There has hardly been any precedent where a state has negotiated with terrorists seeking to enforce their retrogressive worldview through brute force. The examples of Britain’s negotiation with the nationalists in Northern Ireland and the US talking to the Afghan Taliban cannot be applied in support of arguments for negotiations with the TTP. In Northern Ireland it was a struggle for sharing political power and ultimately integration with the Republic of Ireland. Under the Good Friday agreement the Irish Republican Army was decommissioned and the nationalists agreed to participate in the political process within the United Kingdom.

Similarly, it is different in the case of the United States seeking talks with the Afghan Taliban to find a political solution in Afghanistan before the occupation forces complete their withdrawal from the war-torn country. But neither are there any occupation forces in Pakistan nor is the TTP fighting for democratic rights. The violence perpetrated by the Pakistani Taliban in fact threatens the democratic process in the country.

Those who are supporting negotiations with the TTP have perhaps forgotten what happened in Swat after the peace deals with the militants in 2008 and 2009. The Taliban leaders released in 2008 went back to the valley and massacred hundreds of their opponents. They used the 2009 agreement to spread violence to other areas. That led to a massive military operation. We certainly don’t want to go through that horrible experience again.

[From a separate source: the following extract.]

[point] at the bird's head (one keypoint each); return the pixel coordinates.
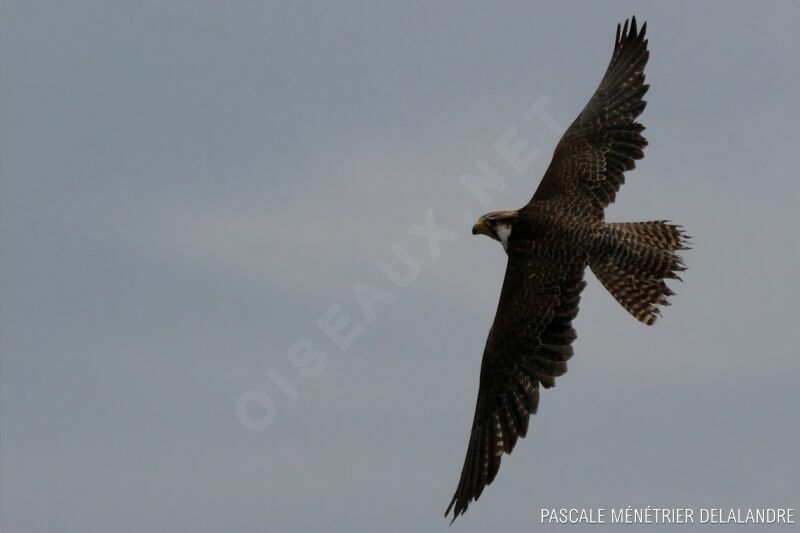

What is most appalling is the way the terrorists are being glorified by some mainstream political parties and the media. Some journalists have become virtual messengers for the outlawed outfit and its spokesman is interviewed by TV anchorpersons. Some newspapers have unwittingly become instruments for the militant propaganda campaign by splashing their statements and pictures on the front page. This kind of publicity given to terrorists is unheard of in other countries in a similar situation. What has also given the TTP this new-found confidence and stridency is the failure of the state to formulate a coherent policy and evolve a national narrative for effectively fighting the menace of militancy. The policy of appeasement has not worked in the past and certainly cannot deliver peace in the future.

Talking to the terrorists amounts to selling the blood of thousands of men, women and children who have fallen victim to the insane violence. Whatever gain has been achieved in the battle against the militants will be completely lost if the government concedes to the Taliban’s conditions for talks.

The writer is an author and journalist.